Ivanhoé (Scott - Montémont)/Chapitre 17

Ivanhoé ou le Croisé Britannique
Traduction par Albert Montémont.
Ménard (Œuvres de Walter Scott, volume 12p. 181-186).


CHAPITRE XVII.


Le soir, dans un coin réservé à l’étude, j’ouvre mon livre au dos de cuivre, où sont consignés les actes des martyrs qui ont reçu la couronne céleste ; puis, quand mon flambeau pâlit et menace de s’éteindre, je chante, avant de m’endormir, mon hymne cadencée. Qui ne voudrait renoncer aux vanités mondaines pour prendre mon bâton et revêtir l’amict blanc ? qui ne préférerait au bruyant théâtre du monde la paix de mon ermitage ?
Warton.


Malgré l’invitation du jovial ermite, à laquelle il se rendit volontiers, le chevalier reconnut que le spécifique indiqué n’était pas infaillible, car il ne parvint qu’à grand’peine à accorder la harpe.

« Il me semble, bon père, dit-il, qu’il manque une corde à l’instrument, et que les autres ne sont pas des meilleures.

— Vraiment ! tu t’en aperçois ? reprit l’ermite ; tu es donc du métier ? C’est la faute du vin et de l’intempérance, » ajouta-t-il gravement en levant les yeux au ciel, « la faute du vin et de l’intempérance.
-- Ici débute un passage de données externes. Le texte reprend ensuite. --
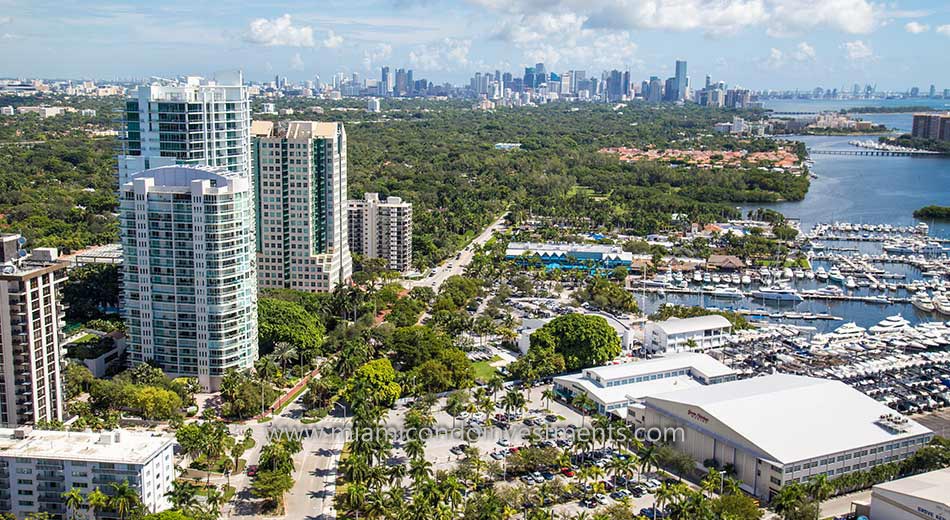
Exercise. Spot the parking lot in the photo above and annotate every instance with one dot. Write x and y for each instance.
(496, 444)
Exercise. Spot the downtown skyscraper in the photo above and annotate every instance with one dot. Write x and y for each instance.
(300, 178)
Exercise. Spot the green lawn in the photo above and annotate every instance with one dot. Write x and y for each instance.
(484, 370)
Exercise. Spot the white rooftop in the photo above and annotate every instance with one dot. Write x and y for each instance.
(681, 325)
(793, 418)
(933, 486)
(131, 448)
(703, 363)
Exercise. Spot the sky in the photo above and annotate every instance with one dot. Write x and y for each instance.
(780, 44)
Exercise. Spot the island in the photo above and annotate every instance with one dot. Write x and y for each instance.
(933, 212)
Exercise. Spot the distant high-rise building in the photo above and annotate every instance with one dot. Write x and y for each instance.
(31, 319)
(195, 122)
(188, 273)
(385, 82)
(680, 81)
(382, 229)
(300, 176)
(931, 126)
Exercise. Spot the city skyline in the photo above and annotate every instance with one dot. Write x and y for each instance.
(756, 43)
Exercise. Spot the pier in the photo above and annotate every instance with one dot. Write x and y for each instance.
(876, 153)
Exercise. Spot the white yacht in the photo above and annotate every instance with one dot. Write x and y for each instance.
(942, 303)
(777, 293)
(922, 301)
(895, 323)
(848, 331)
(724, 291)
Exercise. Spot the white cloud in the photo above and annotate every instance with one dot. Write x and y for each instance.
(858, 50)
(916, 27)
(380, 52)
(446, 54)
(804, 52)
(296, 62)
(775, 59)
(279, 32)
(333, 40)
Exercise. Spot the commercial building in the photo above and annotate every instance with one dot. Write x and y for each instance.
(37, 467)
(194, 122)
(932, 126)
(614, 388)
(300, 179)
(189, 277)
(382, 229)
(782, 428)
(678, 334)
(925, 496)
(31, 334)
(568, 255)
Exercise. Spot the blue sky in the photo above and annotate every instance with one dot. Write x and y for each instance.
(754, 43)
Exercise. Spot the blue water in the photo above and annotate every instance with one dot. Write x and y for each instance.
(873, 190)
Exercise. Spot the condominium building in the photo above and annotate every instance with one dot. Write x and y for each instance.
(31, 334)
(300, 177)
(37, 467)
(932, 126)
(189, 277)
(196, 121)
(382, 229)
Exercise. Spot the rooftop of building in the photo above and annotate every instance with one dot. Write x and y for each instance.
(564, 248)
(793, 418)
(119, 446)
(933, 486)
(698, 323)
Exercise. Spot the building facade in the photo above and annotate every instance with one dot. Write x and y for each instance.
(31, 334)
(682, 334)
(194, 122)
(189, 274)
(616, 387)
(300, 177)
(382, 229)
(37, 467)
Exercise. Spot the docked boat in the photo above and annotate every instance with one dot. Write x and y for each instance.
(922, 301)
(834, 274)
(895, 323)
(724, 291)
(777, 293)
(942, 304)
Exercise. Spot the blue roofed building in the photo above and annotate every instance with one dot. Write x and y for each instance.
(568, 255)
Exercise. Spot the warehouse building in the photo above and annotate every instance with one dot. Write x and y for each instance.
(676, 334)
(918, 496)
(615, 387)
(782, 428)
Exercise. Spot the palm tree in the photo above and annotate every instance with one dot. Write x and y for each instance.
(820, 489)
(124, 499)
(73, 500)
(284, 352)
(97, 501)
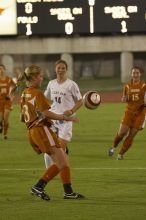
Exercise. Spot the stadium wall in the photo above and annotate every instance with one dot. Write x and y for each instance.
(88, 57)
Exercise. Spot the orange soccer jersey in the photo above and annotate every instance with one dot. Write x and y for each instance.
(135, 110)
(41, 137)
(5, 87)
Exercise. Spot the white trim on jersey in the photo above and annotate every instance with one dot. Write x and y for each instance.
(51, 140)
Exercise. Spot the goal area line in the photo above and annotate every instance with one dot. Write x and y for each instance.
(76, 168)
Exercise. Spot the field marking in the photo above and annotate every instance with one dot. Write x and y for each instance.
(77, 168)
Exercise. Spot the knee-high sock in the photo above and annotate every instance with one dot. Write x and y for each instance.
(126, 145)
(117, 140)
(50, 173)
(66, 179)
(65, 175)
(5, 128)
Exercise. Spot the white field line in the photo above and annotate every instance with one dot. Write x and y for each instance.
(77, 168)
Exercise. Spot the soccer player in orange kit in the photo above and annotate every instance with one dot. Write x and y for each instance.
(134, 117)
(35, 110)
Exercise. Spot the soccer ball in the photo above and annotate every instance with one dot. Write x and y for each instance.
(91, 99)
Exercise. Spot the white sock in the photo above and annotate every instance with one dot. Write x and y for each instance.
(48, 160)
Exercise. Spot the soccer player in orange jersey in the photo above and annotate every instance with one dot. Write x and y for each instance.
(35, 110)
(134, 117)
(6, 85)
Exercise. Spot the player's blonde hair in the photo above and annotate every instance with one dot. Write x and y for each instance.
(29, 72)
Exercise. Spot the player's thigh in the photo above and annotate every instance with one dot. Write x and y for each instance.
(59, 157)
(65, 131)
(44, 139)
(139, 121)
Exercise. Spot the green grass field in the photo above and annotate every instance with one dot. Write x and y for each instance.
(114, 190)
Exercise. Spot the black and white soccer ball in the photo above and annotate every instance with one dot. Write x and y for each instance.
(91, 99)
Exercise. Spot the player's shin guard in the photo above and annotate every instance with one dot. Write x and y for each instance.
(50, 173)
(117, 140)
(66, 179)
(48, 160)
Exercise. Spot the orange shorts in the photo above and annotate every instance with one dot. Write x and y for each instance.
(5, 105)
(133, 120)
(42, 139)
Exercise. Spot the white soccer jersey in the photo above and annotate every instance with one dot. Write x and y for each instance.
(63, 96)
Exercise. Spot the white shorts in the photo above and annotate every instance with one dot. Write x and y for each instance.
(63, 129)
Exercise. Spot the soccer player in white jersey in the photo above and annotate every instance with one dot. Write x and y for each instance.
(66, 98)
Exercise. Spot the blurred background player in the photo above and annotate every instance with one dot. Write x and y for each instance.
(37, 116)
(134, 117)
(6, 85)
(66, 98)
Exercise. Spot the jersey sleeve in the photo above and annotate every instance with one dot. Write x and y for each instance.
(47, 92)
(76, 92)
(42, 103)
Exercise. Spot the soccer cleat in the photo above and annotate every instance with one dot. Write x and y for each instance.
(120, 157)
(110, 151)
(40, 193)
(73, 195)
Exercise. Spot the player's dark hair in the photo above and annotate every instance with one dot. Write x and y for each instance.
(2, 65)
(31, 71)
(61, 61)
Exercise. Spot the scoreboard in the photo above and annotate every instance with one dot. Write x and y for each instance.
(70, 17)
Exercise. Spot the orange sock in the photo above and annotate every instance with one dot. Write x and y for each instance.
(50, 173)
(126, 145)
(65, 175)
(117, 140)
J’avais dit à Allan-a-Dale, le ménestrel du Nord, qu’il dérangerait la harpe s’il y touchait après la septième coupe ; mais il supporte difficilement le contrôle. Ami, je bois à ton heureux essai musical. » Et en parlant ainsi il vida sa coupe avec gravité en secouant la tête pour blâmer l’intempérance du ménestrel du Nord.

Cependant le chevalier avait réussi à mettre les cordes un peu en harmonie, et, après un court prélude, il pria l’ermite de lui dire s’il voulait une sincérité dans la langue d’oc, ou un lai dans celle d’oui, ou un virelai, ou une ballade en anglais vulgaire.
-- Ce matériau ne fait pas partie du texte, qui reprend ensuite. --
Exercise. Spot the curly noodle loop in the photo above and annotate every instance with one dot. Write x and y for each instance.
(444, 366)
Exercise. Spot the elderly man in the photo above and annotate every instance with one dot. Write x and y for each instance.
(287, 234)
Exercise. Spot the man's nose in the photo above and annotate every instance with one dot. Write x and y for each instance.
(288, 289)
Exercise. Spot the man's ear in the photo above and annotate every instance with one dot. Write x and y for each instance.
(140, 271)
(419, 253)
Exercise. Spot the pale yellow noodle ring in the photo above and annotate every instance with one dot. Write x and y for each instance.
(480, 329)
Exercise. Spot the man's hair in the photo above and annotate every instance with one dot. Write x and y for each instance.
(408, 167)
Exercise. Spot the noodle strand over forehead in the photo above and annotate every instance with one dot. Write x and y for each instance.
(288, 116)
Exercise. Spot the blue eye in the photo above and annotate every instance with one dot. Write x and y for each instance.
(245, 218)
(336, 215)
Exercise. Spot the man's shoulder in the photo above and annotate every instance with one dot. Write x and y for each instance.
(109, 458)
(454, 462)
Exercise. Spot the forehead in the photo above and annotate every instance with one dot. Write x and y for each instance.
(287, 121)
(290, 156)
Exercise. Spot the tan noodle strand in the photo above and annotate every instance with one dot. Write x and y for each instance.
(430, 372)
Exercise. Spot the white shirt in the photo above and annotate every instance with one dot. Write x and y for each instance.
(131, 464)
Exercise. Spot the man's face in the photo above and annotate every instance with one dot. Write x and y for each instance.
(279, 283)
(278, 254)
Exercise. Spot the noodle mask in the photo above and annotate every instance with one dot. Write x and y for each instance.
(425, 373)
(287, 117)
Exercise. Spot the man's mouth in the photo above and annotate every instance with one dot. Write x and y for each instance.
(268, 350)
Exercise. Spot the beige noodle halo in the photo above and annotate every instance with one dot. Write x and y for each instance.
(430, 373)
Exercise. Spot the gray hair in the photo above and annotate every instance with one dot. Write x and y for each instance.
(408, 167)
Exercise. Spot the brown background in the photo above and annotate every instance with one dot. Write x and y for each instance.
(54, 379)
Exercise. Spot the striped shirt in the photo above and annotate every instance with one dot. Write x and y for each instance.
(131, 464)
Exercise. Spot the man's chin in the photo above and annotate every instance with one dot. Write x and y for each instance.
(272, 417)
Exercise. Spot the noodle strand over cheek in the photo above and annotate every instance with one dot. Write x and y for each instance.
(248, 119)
« Une ballade ! une ballade ! répondit-il, au lieu des ocs et des ouis de France. Je suis un véritable Anglais, sire chevalier, un véritable Anglais, comme l’était mon patron saint Dunstan ; je me moque de tous ces ocs et de tous ces ouis, comme il se serait moqué des coups de griffes du diable. On ne chante que de l’anglais dans cette cellule.

— Je vais donc essayer de vous chanter une ballade composée par un joyeux ménestrel saxon que j’ai connu dans la Terre-Sainte. »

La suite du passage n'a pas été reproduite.